Presenter View in Google Slides can now elicit questions from the audience

I fired up Google Slides yesterday like I do every day and was greeted with a new feature, Presenter View:

Welcome to presenter view

I have already used Presenter View, but the Accept audience questions option had me intrigued.

Starting Presenter View

Presenter View is still not as polished as it is in Keynote or Powerpoint, but it does get the job done. When you switch to Presenter View, you presentation is broken up into two windows. One with your presentation, and the other with the presenter’s tools to manage the presentation. Under presenter’s tools, Google Slides now asks if you want to accept questions from the audience.

New presenter view

Click Start new and your presentation will have a new bar across the top with a url for participants to use to ask questions.

AskQuestions.jpg
I didn’t see a way to change the color.

But before you start accepting questions, you may need to change the group of people who can submit questions. In the presenter tools, right above the URL is a drop down that lets you restrict who can submit questions.

AcceptingQuestions.jpg

Right now I only saw two options, domain and anyone. Domain allows only those users logged into Google under the same domain to ask questions. Anyone lets anyone submit questions. If the person is not logged into Google, the question is submitted anonymously.
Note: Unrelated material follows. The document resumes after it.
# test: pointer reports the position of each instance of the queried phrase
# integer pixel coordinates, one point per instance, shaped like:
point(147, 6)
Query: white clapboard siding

Once a question is asked, audience members can vote on the question.

ViewerSeeQuestion.jpg
This question is going to look dated in a few months…

After a question is asked it shows up for the presenter.

PresenterSeeQuestion.jpg
What a loser, he can’t even add proper punctuation.

That’s all well and good, but not the coolest part. See that Present button? When the presenter clicks on it, the question is added to the slide show and immediately presented.

ShowQuestion.jpg

Very, very cool way to elicit feedback from students. And it works well from mobile devices.

The other neat feature added was a laser pointer.

LaserPointer.jpg

Turn it on and you now have a red dot and tail that follows the cursor around. All in all, a very cool update to Google Slides.